A study by the University of Nottingham and law firm Browne Jacobson showed every policy needed at least A-Level education to be understood
Nearly 90% of the UK adult population cannot fully understand their insurance policies.
A study by law firm Browne Jacobson, in partnership with the University of Nottingham, found that the least readable policy it reviewed could only be understood by 13.4% of UK adults.
The news follows US insurtech Lemonade recently announcing they plan to scrap traditional policies with ones simpler and more relevant.
The study looked at the wording of standard buildings and contents insurance policies aimed at small businesses.
It found that all reviewed policies needed at least A-Level education, with most needing a graduate or post graduate level.
Some even needed a doctorate level of education to be fully understood.
The study found that policyholders often found it difficult to understand what is and what is not covered when given real-life scenarios. Policy comprehension ranged from between 32% and 66%.
Louise Mullany, a professor of linguistics at the university said: “It is partly the length of sentences — there’s a tendency to use very, very long sentences.
“There is also a tendency to use uncommon words such as ‘subterranean’ to mean ‘underground’”.

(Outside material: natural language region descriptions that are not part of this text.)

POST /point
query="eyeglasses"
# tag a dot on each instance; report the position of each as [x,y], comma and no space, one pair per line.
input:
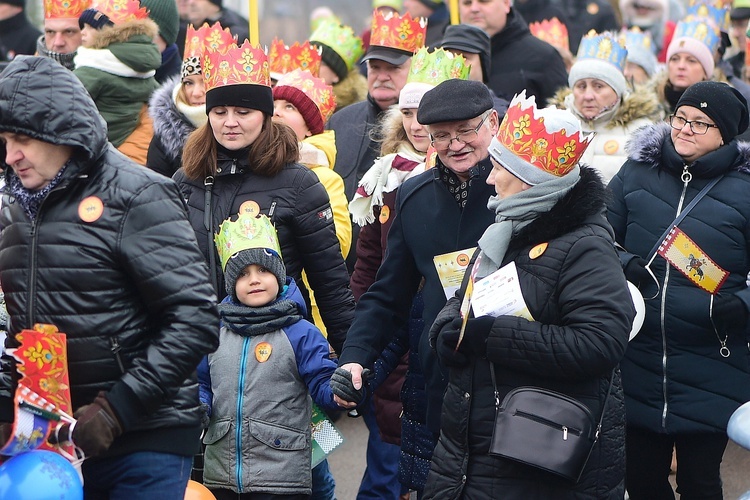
[445,140]
[700,128]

However, the study also revealed that by applying the drafting methodologies summarised, it is possible to significantly improve the readability of policies.

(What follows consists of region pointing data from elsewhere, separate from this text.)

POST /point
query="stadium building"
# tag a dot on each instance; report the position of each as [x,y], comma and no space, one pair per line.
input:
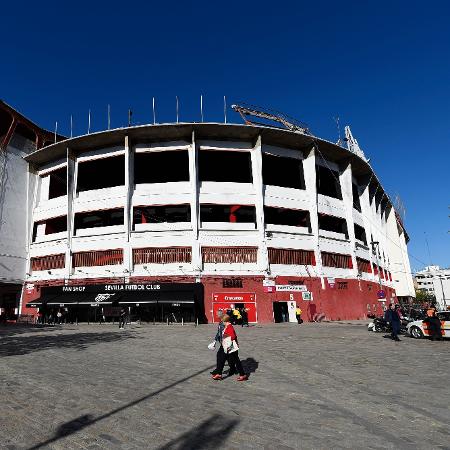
[177,221]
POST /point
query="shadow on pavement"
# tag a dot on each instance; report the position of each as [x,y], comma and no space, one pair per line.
[211,433]
[250,365]
[87,420]
[22,345]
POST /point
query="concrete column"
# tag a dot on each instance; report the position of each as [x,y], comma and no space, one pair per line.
[256,158]
[195,207]
[128,208]
[309,167]
[366,212]
[347,197]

For example, it was possible to reduce the reading age of one policy by 10 years from doctorate level to that of a 12-13 year-old.
Browne Jacobson says this can increase the percentage of the UK population that could understand the policy by some 75%, from 13.4% to 89% (40.4m people).
According to the National Literacy Trust, 1 in 7 adults in England (5.1 million people) are ‘functionally illiterate’ and would not pass an English GCSE.
And according to the Joseph Rowntree Foundation, 1 in 20 adults have the reading age of a 5-year-old.
Stuart Clarke, head of technical claims at Hiscox UK and Ireland reacted to the findings, saying: “Words that I’d assume that people should know… this study is really reminding me that they don’t.”
Overall, the study shows that much can be done to improve the readability of policy wordings, and that there are significant benefits available for those insurers that do so.
Browne Jacobson said: ”It will be interesting to see how the market responds to increased knowledge about how individuals read and understand policy wordings.”